Objectif Cinéma : Le risque de certaines scènes très sanglantes est de rendre votre personnage non crédible. Qui, de l’équipe, fixe ou repousse les limites esthétiques et scéniques des scènes d’automutilation ? Le travail de montage a-t-il été l’occasion de vous autocensurer ?

Marine de Van : C’est moi qui décide de la manière dont les choses doivent être filmées. Et je n’ai pas eu à m’autocensurer. Le travail de limitation s’est effectué dans mon esprit en amont, lors de ma conception du découpage. Ce découpage a ensuite fonctionné comme je l’avais conçu, sans « surprise » devant une violence que j’avais déjà estimée et limitée auparavant. Par ailleurs, je ne sais pas si le risque était celui de la non-crédibilité du personnage. Cette question ne m’a jamais traversé l’esprit ; d’autant moins que le personnage ne s’attaque pas en profondeur, mais se maintient dans des proportions « modestes », épidermiques.

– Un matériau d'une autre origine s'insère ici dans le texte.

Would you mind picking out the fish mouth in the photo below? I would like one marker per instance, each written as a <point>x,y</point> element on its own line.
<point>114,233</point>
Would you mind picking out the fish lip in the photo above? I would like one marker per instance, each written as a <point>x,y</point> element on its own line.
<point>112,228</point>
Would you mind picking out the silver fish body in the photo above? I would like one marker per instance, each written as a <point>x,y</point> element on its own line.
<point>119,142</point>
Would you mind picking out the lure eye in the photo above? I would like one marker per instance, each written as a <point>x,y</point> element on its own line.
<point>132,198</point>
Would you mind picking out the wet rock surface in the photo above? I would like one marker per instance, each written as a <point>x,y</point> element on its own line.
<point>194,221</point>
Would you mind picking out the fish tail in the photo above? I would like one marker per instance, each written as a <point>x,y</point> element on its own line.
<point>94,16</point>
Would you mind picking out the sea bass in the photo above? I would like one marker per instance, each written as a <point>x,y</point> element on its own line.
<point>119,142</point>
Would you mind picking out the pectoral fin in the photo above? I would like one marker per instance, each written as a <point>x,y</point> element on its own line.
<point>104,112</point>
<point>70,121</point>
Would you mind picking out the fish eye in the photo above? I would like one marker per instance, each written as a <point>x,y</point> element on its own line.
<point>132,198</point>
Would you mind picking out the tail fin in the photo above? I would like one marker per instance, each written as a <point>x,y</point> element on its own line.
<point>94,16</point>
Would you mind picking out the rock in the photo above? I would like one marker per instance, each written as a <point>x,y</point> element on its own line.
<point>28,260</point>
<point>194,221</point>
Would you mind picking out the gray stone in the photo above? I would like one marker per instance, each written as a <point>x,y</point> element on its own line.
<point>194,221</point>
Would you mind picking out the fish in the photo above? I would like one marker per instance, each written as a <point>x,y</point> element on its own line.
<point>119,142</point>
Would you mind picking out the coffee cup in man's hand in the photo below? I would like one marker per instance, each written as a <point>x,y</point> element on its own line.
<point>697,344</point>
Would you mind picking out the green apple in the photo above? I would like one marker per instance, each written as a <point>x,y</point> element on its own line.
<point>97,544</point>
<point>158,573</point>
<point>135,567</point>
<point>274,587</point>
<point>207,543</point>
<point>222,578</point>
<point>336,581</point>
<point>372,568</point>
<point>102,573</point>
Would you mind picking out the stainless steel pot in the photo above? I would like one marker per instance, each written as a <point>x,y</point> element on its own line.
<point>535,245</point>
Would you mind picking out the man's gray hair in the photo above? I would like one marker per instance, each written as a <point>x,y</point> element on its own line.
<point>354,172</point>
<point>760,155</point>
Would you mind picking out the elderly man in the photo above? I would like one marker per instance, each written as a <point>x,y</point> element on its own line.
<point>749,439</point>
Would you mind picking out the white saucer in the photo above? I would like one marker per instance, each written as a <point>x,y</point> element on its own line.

Objectif Cinéma : Le mixage de Dans ma peau est remarquable. Il empêche par-dessus tout le spectateur d’échapper à l’effroi provoqué par les images. Vous avez travaillé avec trois techniciens au son, Jérôme Aghion, Jérôme Wiciak et le « césarisé » Cyril Holtz. Quelles étaient vos exigences pour la bande sonore ?

Marine de Van : Il est difficile de vous faire la liste de mes désirs, pour le son. Le travail s’est fait progressivement et les idées sont venues peu à peu. Ces idées et ces désirs correspondent à ce que vous avez entendu. Sur le tournage, mon seul désir était d’avoir de bons directs. C’est ensuite que la mise en scène sonore a pu se complexifier. Les trois techniciens que vous citez ont travaillé successivement, chacun n’ayant pas le même travail dans le domaine du son, puisque l’un travaille sur le plateau, le second au montage, et le troisième au mixage. Ce n’était pas une équipe travaillant ensemble sur le film dans l’ensemble de la durée. Chacun a une fonction bien spécifique, que tous trois défendent talentueusement.